If you're walking somewhere, and you come up against a brick wall, then you have to retrace your steps. Ich strecke den Arm aus und versuche, zu greifen, doch ich kann wieder nichts festhalten und stehe gleichzeitig neben mir. Sehe mir von außerhalb kopfschüttelnd zu und will lieber weg als wieder Teil von mir selbst zu werden. Wenn irgendetwas ist und mich aus der Fassung bringt, geht es immer um dich. Schreibt es immer deine Geschichte weiter und lässt es nicht zu, dass ich irgendwann einmal ein Ende finde.
5.6.07 17:44


Ich nehm deine Katze und schüttel sie aus. Bis alles herausfällt, was sie jemals aus meiner Hand fraß. Es freut mich, dass es dich freut, mich wieder anders zu sehn.
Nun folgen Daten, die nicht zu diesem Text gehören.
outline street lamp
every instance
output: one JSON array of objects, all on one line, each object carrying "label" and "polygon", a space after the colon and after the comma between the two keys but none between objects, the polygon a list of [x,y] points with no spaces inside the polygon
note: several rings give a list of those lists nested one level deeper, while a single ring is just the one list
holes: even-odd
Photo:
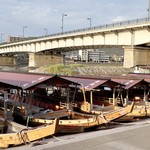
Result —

Nur, wusstest du, dass manche Gefühle sich hineinfressen, nach innen, bis sie an der Oberfläche nicht mehr hinterlassen als eine Narbe? Später klopf ich noch den Teppich aus. Und find ich ein Haar von mir darin, dann steck ich es einfach ein. Nichts soll dir böse Erinnerung sein, verraten, dass ich je gewesen bin. Sag nicht, daß das gar nicht nötig wär, denn schmerzhaft wird es erst hinterher, wenn wieder hochkommt, was früher mal war. Dann lieber so rein und so dumm sein wie weißes Papier.
16.5.07 19:33


Ich sitze hier im Dunkeln, die Zeit steht still. Ich denke nach, über dich und mein Gefühl. Ich hab dich lange nicht gesehn, ist es das, warum ich leide? War es für immer; war es besser für uns beide?[...]Verschwinde. Und bleib bei mir. Ich würde mein Herz auskotzen, wenn ich es noch fühlen könnte. |Und jetzt stehst du wieder da, weißt nicht mehr weiter und kennst keinen Weg, der nicht genau an dieser Stelle endet. Willst weg von dir selbst, nur um wieder irgendetwas wahrnehmen zu können.
13.5.07 22:18


What once mattered, I got it shattered. Ich frage mich, was Hoffnung ist. Wenn alles weggebrochen ist und ich aus eigener Kraft trotzdem nicht anders kann als noch hier zu sein; am Ende des Weges, der noch bis über unser Blickfeld hinaus hätte weiterführen sollen. Wenn das einzige, was ich wirklich begriffen habe, ist, dass da nichts ist. Nichts, wonach man noch suchen muss. Das man [fest]halten könnte, das irgendetwas verändern könnte. Hoffnung ist Utopie und alles andere sind Worte und Fragezeichen. Und ich bin müde.
11.5.07 21:37


And your darkness speaks and has eyes to see you. Ich schweige mich leer.
You can feel what no one feels, you can hear what no one wants to hear [...]
Das Herz ist krank und kann nicht anders.